To end your subsystem in a controlled manner, where the system gives user jobs a specific amount of time to end, you would run the ENDSBS command this way.
ENDSBS SBS(QINTER) OPTION(*CNTRLD) DELAY(time_in_seconds)
A controlled subsystem end is specified by entering *CNTRLD in the How to end parameter (OPTION). Controlled subsystem ending allows your jobs a specific amount of time to end before they are terminated. Like an immediate end, jobs that have signal handling procedures are sent a SIGTERM signal, but all other subsystem jobs are given the amount of time listed in DELAY to end before the subsystem completes processing for them.

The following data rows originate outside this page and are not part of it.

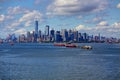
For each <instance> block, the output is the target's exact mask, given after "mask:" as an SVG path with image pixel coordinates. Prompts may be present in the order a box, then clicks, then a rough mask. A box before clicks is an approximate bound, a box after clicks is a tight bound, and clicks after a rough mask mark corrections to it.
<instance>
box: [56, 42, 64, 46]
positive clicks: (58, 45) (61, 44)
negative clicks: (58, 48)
mask: <svg viewBox="0 0 120 80" xmlns="http://www.w3.org/2000/svg"><path fill="white" fill-rule="evenodd" d="M54 46H65V43H54Z"/></svg>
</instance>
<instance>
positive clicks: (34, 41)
mask: <svg viewBox="0 0 120 80" xmlns="http://www.w3.org/2000/svg"><path fill="white" fill-rule="evenodd" d="M37 38H38V21H35V34H34V42H37Z"/></svg>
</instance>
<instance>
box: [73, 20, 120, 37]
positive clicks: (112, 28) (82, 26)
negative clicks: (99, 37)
mask: <svg viewBox="0 0 120 80" xmlns="http://www.w3.org/2000/svg"><path fill="white" fill-rule="evenodd" d="M75 29H76V30H78V31H79V32H81V33H84V32H86V33H88V34H90V35H97V34H99V33H100V34H101V35H102V36H106V37H117V38H120V22H115V23H114V24H112V25H109V26H108V25H107V26H102V27H101V26H95V27H90V26H89V27H87V26H84V25H79V26H77V27H75Z"/></svg>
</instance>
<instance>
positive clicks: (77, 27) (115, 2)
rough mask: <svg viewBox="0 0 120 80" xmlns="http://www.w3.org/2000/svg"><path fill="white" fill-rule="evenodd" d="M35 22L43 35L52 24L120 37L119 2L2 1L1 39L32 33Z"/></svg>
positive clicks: (114, 1) (2, 0)
mask: <svg viewBox="0 0 120 80" xmlns="http://www.w3.org/2000/svg"><path fill="white" fill-rule="evenodd" d="M36 19H37V20H38V21H39V29H40V30H42V32H43V33H44V29H45V26H46V25H49V26H50V28H51V29H52V28H54V29H55V30H61V29H68V30H69V29H74V30H78V31H79V32H82V33H83V32H86V33H88V34H90V35H92V34H93V35H97V34H99V33H101V35H102V36H106V37H117V38H120V0H92V1H91V0H0V37H1V38H5V37H6V36H7V35H8V34H12V33H15V34H16V35H19V34H26V32H27V31H33V30H34V26H35V25H34V24H35V23H34V21H35V20H36Z"/></svg>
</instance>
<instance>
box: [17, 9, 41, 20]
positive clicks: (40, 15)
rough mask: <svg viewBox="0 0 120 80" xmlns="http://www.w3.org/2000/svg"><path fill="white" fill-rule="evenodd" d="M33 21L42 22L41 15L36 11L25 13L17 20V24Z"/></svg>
mask: <svg viewBox="0 0 120 80" xmlns="http://www.w3.org/2000/svg"><path fill="white" fill-rule="evenodd" d="M35 19H38V20H42V14H41V13H40V12H39V11H37V10H34V11H32V12H30V13H27V14H24V15H23V16H22V17H21V18H20V19H19V22H24V21H29V20H35Z"/></svg>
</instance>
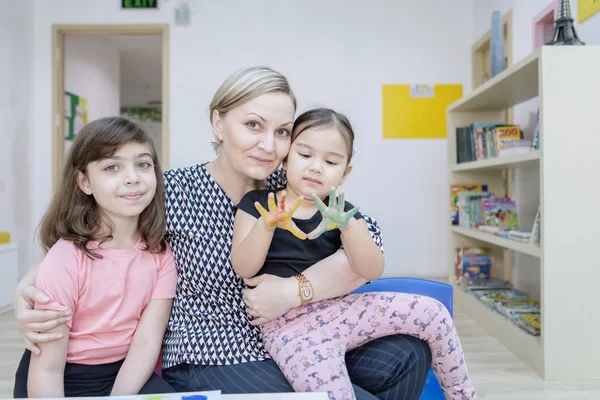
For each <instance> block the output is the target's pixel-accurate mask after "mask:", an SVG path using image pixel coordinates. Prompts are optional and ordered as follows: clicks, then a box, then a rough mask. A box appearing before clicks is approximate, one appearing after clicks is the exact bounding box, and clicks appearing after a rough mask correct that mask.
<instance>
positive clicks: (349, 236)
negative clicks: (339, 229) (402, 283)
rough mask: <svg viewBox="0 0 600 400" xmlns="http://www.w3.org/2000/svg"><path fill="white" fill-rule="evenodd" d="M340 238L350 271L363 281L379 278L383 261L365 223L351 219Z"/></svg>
mask: <svg viewBox="0 0 600 400" xmlns="http://www.w3.org/2000/svg"><path fill="white" fill-rule="evenodd" d="M340 236H341V239H342V245H343V246H344V252H345V253H346V254H347V255H348V261H349V262H350V266H351V267H352V270H353V271H354V272H355V273H356V274H357V275H358V276H360V277H362V278H364V279H368V280H372V279H377V278H379V277H380V276H381V274H382V273H383V267H384V262H385V261H384V258H383V254H381V251H379V248H378V247H377V245H376V244H375V242H373V239H371V235H370V234H369V230H368V229H367V225H366V224H365V222H364V221H361V220H357V219H354V218H352V219H351V220H350V221H349V223H348V227H347V228H346V229H344V230H342V231H341V235H340Z"/></svg>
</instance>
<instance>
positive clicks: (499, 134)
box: [456, 117, 539, 164]
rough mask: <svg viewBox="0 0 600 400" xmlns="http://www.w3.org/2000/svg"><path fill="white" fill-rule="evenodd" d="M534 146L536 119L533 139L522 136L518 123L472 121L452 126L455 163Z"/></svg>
mask: <svg viewBox="0 0 600 400" xmlns="http://www.w3.org/2000/svg"><path fill="white" fill-rule="evenodd" d="M538 121H539V117H538ZM536 149H539V123H536V126H535V129H534V135H533V140H528V139H525V138H524V136H523V132H522V130H521V128H520V126H518V125H508V124H503V123H496V122H474V123H472V124H471V125H469V126H462V127H457V128H456V162H457V163H458V164H462V163H465V162H471V161H481V160H487V159H490V158H495V157H504V156H511V155H516V154H523V153H528V152H530V151H532V150H536Z"/></svg>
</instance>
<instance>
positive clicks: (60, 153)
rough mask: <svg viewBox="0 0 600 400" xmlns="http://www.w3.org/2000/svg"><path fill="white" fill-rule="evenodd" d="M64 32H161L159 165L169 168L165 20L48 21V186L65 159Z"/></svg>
mask: <svg viewBox="0 0 600 400" xmlns="http://www.w3.org/2000/svg"><path fill="white" fill-rule="evenodd" d="M67 35H94V36H95V35H161V37H162V71H161V72H162V77H161V79H162V87H161V100H162V105H161V113H162V123H161V140H162V154H161V155H160V156H161V164H162V165H161V166H162V169H163V170H164V171H166V170H167V169H169V92H170V91H169V87H170V86H169V85H170V83H169V59H170V55H169V24H136V25H133V24H110V25H108V24H107V25H63V24H57V25H52V189H53V190H55V189H56V187H57V185H58V182H59V180H60V174H61V171H62V168H63V166H64V163H65V151H64V149H65V144H64V132H65V131H64V125H65V119H64V115H65V110H64V105H65V101H64V93H65V80H64V77H65V36H67Z"/></svg>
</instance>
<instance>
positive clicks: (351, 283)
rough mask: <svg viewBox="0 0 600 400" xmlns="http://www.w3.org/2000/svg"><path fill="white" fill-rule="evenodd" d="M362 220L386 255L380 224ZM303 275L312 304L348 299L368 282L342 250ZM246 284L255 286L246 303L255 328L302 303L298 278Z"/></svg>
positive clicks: (272, 277)
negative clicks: (348, 297)
mask: <svg viewBox="0 0 600 400" xmlns="http://www.w3.org/2000/svg"><path fill="white" fill-rule="evenodd" d="M363 219H364V221H365V223H366V225H367V228H368V230H369V233H370V234H371V238H372V240H373V242H374V243H375V244H376V245H377V247H378V248H379V250H380V252H381V253H382V254H383V237H382V234H381V230H380V229H379V225H378V224H377V221H375V220H374V219H372V218H370V217H369V216H368V215H366V214H364V213H363ZM303 274H304V276H306V278H307V279H308V280H309V281H310V282H311V284H312V287H313V293H314V294H313V299H312V301H313V302H315V301H320V300H325V299H331V298H334V297H338V296H343V295H346V294H348V293H350V292H352V291H354V290H355V289H357V288H359V287H361V286H362V285H364V284H365V283H367V282H368V280H366V279H364V278H361V277H360V276H358V275H357V274H356V273H355V272H354V270H353V269H352V267H351V266H350V261H349V259H348V256H347V255H346V253H345V252H344V251H343V250H339V251H337V252H336V253H335V254H332V255H331V256H329V257H327V258H325V259H323V260H321V261H319V262H318V263H316V264H314V265H312V266H311V267H310V268H308V269H307V270H306V271H304V272H303ZM246 283H247V284H248V285H249V286H256V287H255V288H254V289H244V301H245V302H246V305H247V307H248V314H250V315H252V316H253V317H256V319H255V320H254V321H253V324H255V325H260V324H263V323H265V322H267V321H270V320H272V319H274V318H278V317H280V316H282V315H283V314H285V313H286V312H287V311H288V310H289V309H291V308H293V307H297V306H299V305H300V303H301V302H300V297H299V295H298V281H297V280H296V279H295V278H279V277H276V276H273V275H261V276H257V277H256V278H252V279H250V280H246Z"/></svg>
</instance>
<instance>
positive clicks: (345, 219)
mask: <svg viewBox="0 0 600 400" xmlns="http://www.w3.org/2000/svg"><path fill="white" fill-rule="evenodd" d="M313 201H314V202H315V204H316V206H317V209H318V210H319V211H320V212H321V215H323V221H321V223H320V224H319V226H317V227H316V229H315V230H314V231H312V232H311V233H309V234H308V238H309V239H316V238H318V237H319V236H321V235H322V234H324V233H325V232H327V231H331V230H334V229H338V228H339V229H345V228H347V227H348V223H349V222H350V219H351V218H352V217H354V214H356V213H357V212H358V209H359V207H354V208H353V209H352V210H350V211H348V212H344V207H345V205H346V202H345V201H344V193H340V199H339V201H337V199H336V196H335V191H334V190H333V188H331V189H330V190H329V206H328V207H325V204H324V203H323V202H322V201H321V199H320V198H318V197H317V195H315V194H313ZM336 203H337V204H336Z"/></svg>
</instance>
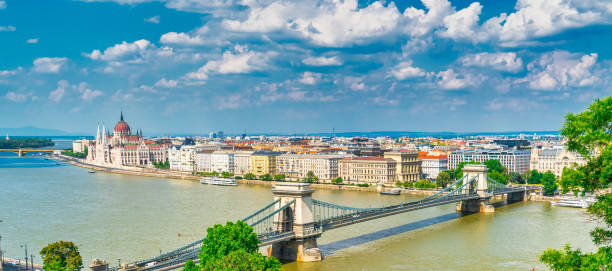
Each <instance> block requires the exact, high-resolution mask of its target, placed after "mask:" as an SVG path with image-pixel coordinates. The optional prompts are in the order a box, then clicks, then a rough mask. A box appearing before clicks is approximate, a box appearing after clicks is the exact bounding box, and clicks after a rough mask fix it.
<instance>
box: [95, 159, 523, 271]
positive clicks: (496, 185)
mask: <svg viewBox="0 0 612 271" xmlns="http://www.w3.org/2000/svg"><path fill="white" fill-rule="evenodd" d="M533 189H534V188H528V187H526V186H521V187H512V186H506V185H503V184H500V183H498V182H495V181H494V180H492V179H489V178H487V168H486V166H484V165H471V164H468V165H465V167H464V168H463V177H462V178H460V179H459V180H457V181H455V182H454V183H452V184H451V185H449V186H448V187H447V188H445V189H443V190H441V191H439V192H437V193H435V194H433V195H431V196H428V197H426V198H423V199H421V200H417V201H410V202H404V203H400V204H393V205H388V206H383V207H378V208H359V207H352V206H344V205H339V204H334V203H330V202H325V201H320V200H316V199H313V198H312V194H313V192H314V190H313V189H311V188H310V185H309V184H306V183H276V184H275V186H274V188H273V189H272V193H273V194H274V200H273V201H272V202H271V203H270V204H268V205H266V206H264V207H263V208H261V209H259V210H257V211H255V212H254V213H252V214H251V215H249V216H247V217H245V218H243V219H242V221H243V222H246V223H248V224H249V225H251V226H252V227H253V229H254V231H255V232H256V233H257V236H258V238H259V240H260V241H261V243H260V247H268V248H267V253H268V256H270V255H271V256H274V257H276V258H278V259H280V260H283V261H320V260H322V253H321V250H320V249H319V248H318V247H317V241H316V240H317V238H319V237H320V236H321V235H322V234H323V233H324V232H326V231H328V230H332V229H336V228H340V227H345V226H349V225H352V224H356V223H360V222H364V221H368V220H372V219H377V218H381V217H386V216H390V215H395V214H400V213H405V212H410V211H416V210H421V209H425V208H429V207H433V206H438V205H444V204H451V203H456V204H457V211H459V212H470V213H476V212H481V213H488V212H494V207H493V206H492V205H491V204H490V203H489V199H491V198H492V197H493V196H496V195H504V196H505V197H506V199H507V202H509V203H510V202H516V201H523V200H526V198H527V195H528V192H530V191H531V190H533ZM202 241H203V239H201V240H197V241H195V242H193V243H191V244H188V245H186V246H183V247H181V248H178V249H176V250H173V251H171V252H168V253H165V254H162V255H160V256H157V257H153V258H150V259H145V260H141V261H137V262H134V263H131V264H123V265H122V267H121V269H120V270H170V269H176V268H180V267H182V265H183V264H184V263H185V261H187V260H194V261H197V259H198V253H199V252H200V246H201V245H202ZM92 269H93V267H92ZM115 269H116V268H115Z"/></svg>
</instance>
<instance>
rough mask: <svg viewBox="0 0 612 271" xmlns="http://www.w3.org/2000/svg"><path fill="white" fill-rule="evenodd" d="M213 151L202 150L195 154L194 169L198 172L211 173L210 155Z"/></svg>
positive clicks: (211, 166) (210, 155)
mask: <svg viewBox="0 0 612 271" xmlns="http://www.w3.org/2000/svg"><path fill="white" fill-rule="evenodd" d="M212 153H213V151H211V150H203V151H198V152H197V153H196V169H197V171H198V172H211V171H212V164H211V155H212Z"/></svg>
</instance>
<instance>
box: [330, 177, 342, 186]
mask: <svg viewBox="0 0 612 271" xmlns="http://www.w3.org/2000/svg"><path fill="white" fill-rule="evenodd" d="M332 184H336V185H341V184H342V178H341V177H336V178H333V179H332Z"/></svg>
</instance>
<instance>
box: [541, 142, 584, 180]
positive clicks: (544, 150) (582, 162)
mask: <svg viewBox="0 0 612 271" xmlns="http://www.w3.org/2000/svg"><path fill="white" fill-rule="evenodd" d="M586 162H587V161H586V159H584V157H582V155H580V154H578V153H576V152H570V151H568V150H567V149H566V148H565V147H557V148H547V149H537V148H536V149H533V150H532V152H531V161H530V169H532V170H533V169H535V170H537V171H539V172H547V171H549V170H550V171H552V172H553V173H554V174H555V176H557V177H558V178H560V177H561V176H562V175H563V169H564V168H566V167H567V168H570V167H572V166H573V165H574V163H576V164H578V165H579V166H582V165H585V164H586Z"/></svg>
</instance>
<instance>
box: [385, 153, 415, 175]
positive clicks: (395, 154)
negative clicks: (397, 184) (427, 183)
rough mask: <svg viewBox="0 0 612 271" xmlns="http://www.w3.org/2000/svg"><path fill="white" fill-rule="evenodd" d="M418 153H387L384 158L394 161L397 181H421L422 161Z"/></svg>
mask: <svg viewBox="0 0 612 271" xmlns="http://www.w3.org/2000/svg"><path fill="white" fill-rule="evenodd" d="M418 156H419V154H418V152H416V151H411V150H400V151H390V152H385V155H384V158H389V159H393V161H395V162H396V165H395V181H402V182H404V181H411V182H416V181H418V180H420V179H421V160H419V159H418Z"/></svg>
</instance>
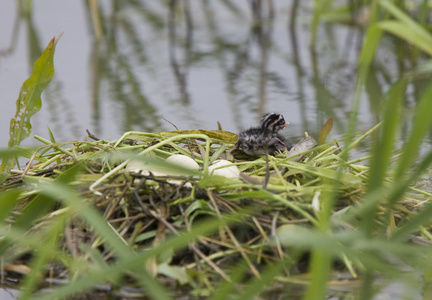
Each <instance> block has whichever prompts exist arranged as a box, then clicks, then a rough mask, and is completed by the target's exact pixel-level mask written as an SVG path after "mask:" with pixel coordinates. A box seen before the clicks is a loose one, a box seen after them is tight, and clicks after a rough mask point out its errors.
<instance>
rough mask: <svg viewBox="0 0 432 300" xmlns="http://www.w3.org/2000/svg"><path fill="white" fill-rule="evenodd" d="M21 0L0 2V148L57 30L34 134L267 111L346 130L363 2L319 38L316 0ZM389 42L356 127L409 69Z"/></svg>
mask: <svg viewBox="0 0 432 300" xmlns="http://www.w3.org/2000/svg"><path fill="white" fill-rule="evenodd" d="M17 3H18V1H14V0H2V1H1V2H0V28H1V34H0V54H1V55H0V101H1V104H2V109H1V110H0V140H1V144H0V147H6V146H7V141H8V139H9V136H8V132H9V122H10V119H11V118H12V117H13V116H14V114H15V105H16V104H15V103H16V99H17V96H18V92H19V89H20V87H21V85H22V83H23V82H24V81H25V80H26V79H27V78H28V77H29V75H30V73H31V69H32V66H33V63H34V61H35V60H36V59H37V58H38V56H39V55H40V54H41V52H42V51H43V49H44V48H45V47H46V45H47V44H48V42H49V41H50V40H51V39H52V38H53V37H54V36H59V35H60V34H61V33H63V36H62V37H61V39H60V41H59V43H58V44H57V49H56V53H55V58H54V64H55V75H54V78H53V80H52V82H51V83H50V85H49V86H48V88H47V90H46V91H45V92H44V93H43V95H42V109H41V111H39V112H38V113H37V114H36V115H34V117H33V118H32V126H33V131H32V135H34V134H36V135H40V136H43V137H45V138H47V137H48V131H47V127H49V128H50V129H51V130H52V131H53V133H54V136H55V137H56V139H57V141H70V140H82V139H84V138H86V136H87V134H86V132H85V130H86V129H88V130H89V131H90V132H92V133H93V134H94V135H96V136H98V137H99V138H102V139H109V140H111V139H117V138H119V137H120V136H121V135H122V134H123V133H124V132H126V131H131V130H133V131H151V132H153V131H164V130H173V129H174V127H173V125H171V124H170V122H171V123H172V124H174V125H175V126H177V127H178V128H179V129H192V128H202V129H217V126H218V125H217V122H219V123H220V124H221V126H222V129H224V130H228V131H232V132H238V131H240V130H242V129H244V128H247V127H249V126H251V125H253V124H256V123H257V122H258V120H259V119H260V117H261V116H262V115H263V114H264V113H266V112H269V111H274V112H280V113H282V114H283V115H284V116H285V119H286V120H287V121H289V122H290V125H289V126H288V127H287V129H285V130H284V134H285V135H286V136H287V137H289V138H291V140H292V141H293V142H296V141H298V140H299V139H300V138H301V137H302V136H304V132H308V133H309V134H310V135H312V136H315V137H316V136H317V134H318V133H319V131H320V129H321V127H322V125H323V124H324V122H325V121H326V120H327V118H329V117H333V119H334V127H333V131H332V134H331V138H339V137H341V136H343V134H344V133H345V130H346V126H347V123H348V119H349V116H350V113H351V102H352V98H353V93H354V87H355V81H356V72H357V60H358V55H359V51H360V46H361V40H362V37H363V34H364V28H362V26H361V25H362V23H361V22H362V17H364V16H367V11H366V13H364V12H363V11H361V10H360V11H358V12H355V13H354V14H352V15H348V16H345V19H342V21H338V22H334V21H332V22H330V21H328V22H323V23H321V24H320V25H319V27H318V31H317V36H316V40H315V44H314V45H313V46H312V43H311V31H312V30H311V26H312V17H313V15H312V11H313V9H312V3H313V1H283V0H275V1H262V2H261V1H243V0H242V1H137V0H124V1H109V0H101V1H67V0H44V1H34V2H30V3H32V5H31V7H29V8H27V9H26V8H24V9H21V11H20V10H19V9H18V5H17ZM92 3H93V4H95V5H97V6H98V9H97V14H93V13H92V12H94V11H95V10H92V9H91V5H92ZM260 3H261V6H259V4H260ZM253 4H255V6H253ZM394 46H395V45H394V43H393V40H392V38H391V37H387V38H386V39H384V43H382V44H381V46H380V48H379V49H378V50H377V56H376V57H377V59H376V61H375V62H374V64H373V69H372V71H371V75H370V82H369V83H368V86H367V88H366V92H365V94H364V96H363V99H362V104H361V108H360V113H359V117H358V125H357V130H366V129H369V128H371V127H372V126H373V125H375V124H376V123H377V122H378V121H379V118H378V114H379V107H380V101H381V100H382V94H383V92H384V91H385V90H386V87H387V85H388V84H389V83H391V82H392V81H393V80H394V79H395V78H398V77H399V76H400V74H401V72H403V69H401V68H400V63H399V60H398V56H397V54H396V51H397V50H396V49H395V47H394ZM414 98H415V93H414V92H413V95H407V105H406V113H405V115H406V116H407V117H408V118H409V117H410V112H411V108H412V106H413V105H414V102H415V101H414ZM162 116H163V117H162ZM164 118H165V119H166V120H168V121H169V122H167V121H165V120H164ZM408 118H407V119H408ZM38 143H39V142H37V141H35V140H34V139H32V138H28V139H26V141H25V142H24V144H26V145H38Z"/></svg>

The default value for DELAY is *NOLIMIT, which means that no new jobs can enter the subsystem and the subsystem will terminate after all of its jobs have ended. While this is a nice clean way to end both your jobs and your subsystem, it could result in a subsystem that never goes down if you have a job that refuses to end after receiving a SIGTERM signal. However, this feature is perfect for ending batch subsystems after all their current jobs finish processing.
About Our Testing Environment
All configurations described in this article were tested on an i5 box running i5/OS V5R3. The QENDJOBLMT system value is only available in i5/OS V5R3 and V5R4 but it can be implemented with a data area in i5/OS V5R2 and V5R1.